6

I'm trying to solve the computer science problem "Minimal perfect hash function" (MPHF). I have an algorithm that can generate a MPHF for very large sets in $O(n)$ that only needs 1.54 bits/key, very close to the theoretical limit of 1.44 bits/key, and it is relatively fast. But I would like to make it faster. To do that, I need to find MPHFs for "small" sets, lets say of size $n=16$. Right now I can do that in $O(\frac{n^n}{n!})$, but maybe there is a $O(n \log{n})$ algorithm.

I would like to reformulate the problem to another domain (for example Chinese remainder theorem, prime number factorization, Galois Field, finding the GCD), and solve it like this, or prove brute force is the the best algorithm.

Warning: I'm not good at math, so the following is probably ridiculous, but maybe somebody can help to improve my question and use the right tags.

So I came up with a (integer only) formula that has multiple solutions, and one unknown, $x$. I'm trying to find the smallest $x$ quickly. There are a number of known, randomly distributed, positive integers $h_n$, in the range [0 .. 65536). The size $s$ is quite small, let's say 16 (the higher the better). The right hand side of the equation is a constant.

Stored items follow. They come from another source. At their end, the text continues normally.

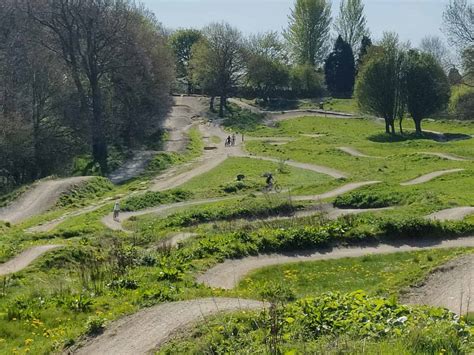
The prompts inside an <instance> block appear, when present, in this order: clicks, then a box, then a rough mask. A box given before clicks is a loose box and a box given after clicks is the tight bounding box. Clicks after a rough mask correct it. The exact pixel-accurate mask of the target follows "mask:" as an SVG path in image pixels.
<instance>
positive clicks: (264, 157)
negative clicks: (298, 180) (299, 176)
mask: <svg viewBox="0 0 474 355" xmlns="http://www.w3.org/2000/svg"><path fill="white" fill-rule="evenodd" d="M240 156H241V157H243V158H251V159H258V160H265V161H271V162H273V163H280V162H284V163H285V164H286V165H289V166H292V167H295V168H300V169H304V170H310V171H314V172H316V173H320V174H325V175H329V176H331V177H333V178H335V179H344V178H347V174H346V173H343V172H342V171H339V170H336V169H332V168H328V167H327V166H322V165H315V164H309V163H299V162H296V161H294V160H280V159H276V158H270V157H263V156H257V155H250V154H242V155H240Z"/></svg>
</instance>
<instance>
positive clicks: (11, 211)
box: [0, 176, 91, 223]
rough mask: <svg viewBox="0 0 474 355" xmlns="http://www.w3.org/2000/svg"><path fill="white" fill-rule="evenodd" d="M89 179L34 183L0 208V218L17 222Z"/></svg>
mask: <svg viewBox="0 0 474 355" xmlns="http://www.w3.org/2000/svg"><path fill="white" fill-rule="evenodd" d="M89 179H91V177H88V176H81V177H72V178H67V179H60V180H46V181H41V182H38V183H37V184H35V185H34V186H33V187H32V188H31V189H30V190H29V191H27V192H25V193H24V194H23V195H21V196H20V198H19V199H17V200H15V201H14V202H13V203H12V204H10V205H8V206H6V207H3V208H1V209H0V220H2V221H6V222H11V223H19V222H22V221H24V220H26V219H28V218H30V217H33V216H37V215H39V214H42V213H44V212H46V211H47V210H49V209H50V208H51V207H54V205H55V204H56V202H57V201H58V199H59V197H60V196H61V194H63V193H65V192H67V191H69V190H70V189H71V188H72V187H74V186H77V185H79V184H81V183H84V182H85V181H87V180H89Z"/></svg>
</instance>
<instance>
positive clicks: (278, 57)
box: [245, 32, 289, 102]
mask: <svg viewBox="0 0 474 355" xmlns="http://www.w3.org/2000/svg"><path fill="white" fill-rule="evenodd" d="M245 47H246V48H245V63H246V79H247V83H248V85H250V86H251V88H252V89H253V90H254V91H255V93H256V95H257V96H258V97H259V98H261V99H263V100H264V101H265V102H267V101H268V99H271V98H273V97H274V96H275V94H276V92H277V90H278V89H283V88H286V87H287V86H288V82H289V68H288V65H287V64H286V63H287V55H286V52H285V51H284V46H283V44H282V43H281V42H280V40H279V39H278V34H277V33H276V32H268V33H264V34H258V35H256V36H251V37H250V38H249V39H248V41H247V43H246V46H245Z"/></svg>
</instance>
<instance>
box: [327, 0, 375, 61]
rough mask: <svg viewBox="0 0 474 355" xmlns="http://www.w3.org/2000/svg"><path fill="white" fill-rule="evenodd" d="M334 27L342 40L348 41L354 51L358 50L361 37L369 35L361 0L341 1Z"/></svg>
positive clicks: (365, 36)
mask: <svg viewBox="0 0 474 355" xmlns="http://www.w3.org/2000/svg"><path fill="white" fill-rule="evenodd" d="M334 29H335V30H336V32H337V33H338V34H339V35H341V36H342V39H343V40H344V41H346V42H347V43H349V45H350V46H351V48H352V51H353V52H354V53H355V52H357V51H358V50H359V45H360V43H361V41H362V39H363V38H364V37H368V36H369V30H368V28H367V20H366V18H365V15H364V4H363V3H362V1H361V0H342V1H341V4H340V7H339V16H338V17H337V18H336V21H335V22H334Z"/></svg>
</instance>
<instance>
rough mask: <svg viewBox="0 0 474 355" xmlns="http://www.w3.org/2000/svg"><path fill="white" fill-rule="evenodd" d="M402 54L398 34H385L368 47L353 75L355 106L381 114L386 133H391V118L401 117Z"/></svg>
mask: <svg viewBox="0 0 474 355" xmlns="http://www.w3.org/2000/svg"><path fill="white" fill-rule="evenodd" d="M404 57H405V56H404V51H403V48H402V46H401V44H400V43H399V40H398V36H396V35H394V34H392V33H385V34H384V38H383V40H382V42H381V43H380V45H379V46H376V47H375V46H374V47H372V48H370V49H369V51H368V53H367V55H366V56H365V58H364V64H363V65H362V67H361V69H360V71H359V75H358V77H357V82H356V89H355V96H356V99H357V102H358V104H359V106H360V107H361V109H362V110H364V111H366V112H369V113H372V114H375V115H378V116H379V117H383V118H384V120H385V131H386V133H392V134H394V133H395V119H397V118H399V119H402V118H403V113H404V108H405V94H404V82H403V78H404V75H403V70H404V62H405V58H404ZM400 126H401V124H400Z"/></svg>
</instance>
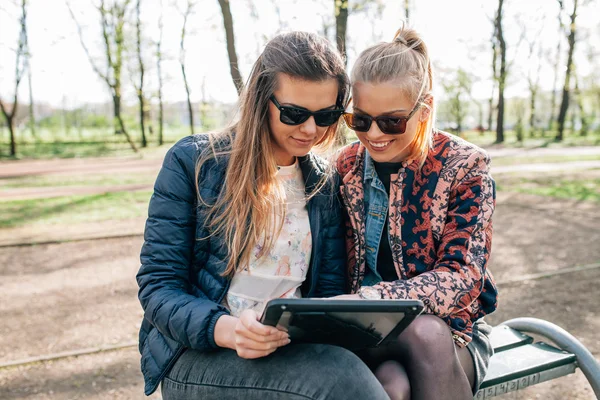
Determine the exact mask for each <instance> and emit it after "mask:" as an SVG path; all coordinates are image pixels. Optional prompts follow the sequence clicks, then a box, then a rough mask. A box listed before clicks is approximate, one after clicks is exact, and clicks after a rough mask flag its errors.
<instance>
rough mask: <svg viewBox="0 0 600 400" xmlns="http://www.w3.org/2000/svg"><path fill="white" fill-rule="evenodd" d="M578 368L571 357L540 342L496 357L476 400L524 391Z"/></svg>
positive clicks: (480, 389)
mask: <svg viewBox="0 0 600 400" xmlns="http://www.w3.org/2000/svg"><path fill="white" fill-rule="evenodd" d="M576 368H577V365H576V357H575V355H573V354H570V353H567V352H564V351H562V350H559V349H557V348H555V347H553V346H550V345H548V344H546V343H543V342H538V343H534V344H527V345H522V346H519V347H516V348H512V349H509V350H504V351H501V352H499V353H497V354H495V355H494V356H493V357H492V359H491V360H490V366H489V369H488V373H487V375H486V377H485V379H484V381H483V383H482V384H481V388H480V390H479V391H478V392H477V395H476V396H475V398H476V399H486V398H489V397H494V396H497V395H500V394H504V393H508V392H513V391H515V390H520V389H524V388H525V387H528V386H532V385H536V384H538V383H540V382H544V381H547V380H551V379H555V378H558V377H560V376H564V375H568V374H572V373H573V372H575V369H576Z"/></svg>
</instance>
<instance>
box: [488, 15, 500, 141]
mask: <svg viewBox="0 0 600 400" xmlns="http://www.w3.org/2000/svg"><path fill="white" fill-rule="evenodd" d="M497 28H498V27H497V24H496V22H495V21H494V34H493V35H492V94H491V95H490V100H489V110H488V131H490V132H491V131H492V120H493V118H494V116H493V115H494V95H495V93H496V85H497V84H498V34H497Z"/></svg>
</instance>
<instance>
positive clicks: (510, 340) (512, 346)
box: [490, 325, 533, 353]
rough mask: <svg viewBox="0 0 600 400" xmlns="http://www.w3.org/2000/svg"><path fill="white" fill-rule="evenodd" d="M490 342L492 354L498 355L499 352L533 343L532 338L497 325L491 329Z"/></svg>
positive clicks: (507, 328) (516, 331)
mask: <svg viewBox="0 0 600 400" xmlns="http://www.w3.org/2000/svg"><path fill="white" fill-rule="evenodd" d="M490 341H491V342H492V347H493V348H494V353H500V352H501V351H505V350H510V349H514V348H515V347H519V346H524V345H526V344H531V343H533V338H532V337H531V336H527V335H525V334H523V333H521V332H519V331H516V330H514V329H512V328H509V327H508V326H506V325H498V326H495V327H494V328H493V329H492V333H491V335H490Z"/></svg>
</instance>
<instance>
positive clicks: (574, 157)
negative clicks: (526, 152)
mask: <svg viewBox="0 0 600 400" xmlns="http://www.w3.org/2000/svg"><path fill="white" fill-rule="evenodd" d="M599 160H600V154H584V155H575V156H569V155H564V156H561V155H548V156H534V157H528V156H527V155H523V156H514V157H512V156H511V157H492V165H493V166H500V165H519V164H555V163H566V162H573V161H599Z"/></svg>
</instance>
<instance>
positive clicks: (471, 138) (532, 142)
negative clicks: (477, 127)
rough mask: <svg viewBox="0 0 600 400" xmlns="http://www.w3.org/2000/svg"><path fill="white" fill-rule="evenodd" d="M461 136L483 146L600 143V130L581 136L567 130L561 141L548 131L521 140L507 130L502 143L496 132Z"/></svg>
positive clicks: (522, 145)
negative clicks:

$$ \sum_{n=1}^{s} {s ^ {(\lfloor\frac{h_n x}{65536}\rfloor \bmod s)}} = \sum_{n=1}^{s} {s ^ {n}} $$

How can the smallest $x$ be found quickly. For $s = 10$, $x$ is probably below 12'000, with $s = 11$ below 32'000, with $s = 12$ below 85'000, and so on.

The $\sum_{n=1}^{s} {s ^ {n}}$ is a weird way to do "bitwise OR". What I'm trying to do is ensure there are no collisions, or written in another way, in case $s=3$:

$$ \lfloor\frac{h_1 x}{65536}\rfloor \not\equiv \lfloor\frac{h_2 x}{65536}\rfloor \not\equiv \lfloor\frac{h_3 x}{65536}\rfloor \bmod 3 $$

The function $f = (\lfloor\frac{h x}{65536}\rfloor \bmod s)$ is just an example. It is a "supplemental hash function", and is supposed to returns an integer between $0$ and $s$ with about equal probability. Any other function with the same property can be used instead. A good supplemental hash function is a bit more complex, but this one is good enough for my use case (it doesn't need to be perfect).

  • 1
    If you are really close to the 1.44 bits/key limit, that is significantly better than the 2.6 bits/key of what seems to be the currently known best general purpose solution. – justanotherhagman Dec 22 '15 at 13:14
  • @justanotherhagman, Wikipedia is not up-to-date, the current best is Hash, displace, and compress with 2.07 bits/key. I'm at 1.54 bits/key right now. – Thomas Mueller Dec 22 '15 at 13:40
  • I know this is 3 years later, but for the mod 3 example, consider the case h = [0, 655363, 655366], where for all x, floor(h[i]*x/65536)%3 = 0. – kylefinn Dec 12 '18 at 20:22
  • @kylefinn yes, I forgot to say, multiplication is GF(2^64) – Thomas Mueller Dec 13 '18 at 15:17
  • @ThomasMueller Then consider 4 instead of 3, h=65536[0,4,8,12]. Now for all x, floor(h[i]x/65536)%(2^64)%4 = 0 – kylefinn Mar 07 '19 at 18:58
  • @kylefinn there is a solution with x = 16384. But let's assume there is no solution for some cases - as long as there is likely a solution for random data, then that's sufficient. If there is no solution with a low probability, then we can retry with other values. – Thomas Mueller Mar 08 '19 at 08:23
  • @kylefinn ah you mean h_1 = 4 * 65536... I used h_1 = 4. Yes, all h need to be smaller than 65536. I will edit the question. – Thomas Mueller Mar 08 '19 at 08:27

2 Answers2

2

The approach described in the paper "Constructing Minimal Perfect Hash Functions Using SAT Technology" describes a way to find an MPHF for a small set that is faster than brute force. There is also a reference implementation. It works for sets up to about 40 keys. Still, it only finds a solution with a certain probability at a certain size. In practise, it may not be faster than brute force, and it may not use less space: as far as I understand, it depends a lot on the SAT solver implementation.

1

A new algorithm has been proposed for this problem, in ShockHash: Towards Optimal-Space Minimal Perfect Hashing Beyond Brute-Force. This is done using a small, heavily overloaded cuckoo hash table. The entries of the small set (e.g. 24 entries each time) are hashed using a seed, and then added to a cuckoo hash table that is 100% full. Each entry can be in two positions. This will likely not work, so a new seed is used. At some point this works, and the seed is stored. Storing this seed uses about 0.5 bits per entry. Also stored is, for each entry, at which location it is stored. This information is stored using a retrieval data structure - e.g. a ribbon filter, with a bit more than one bit per entry.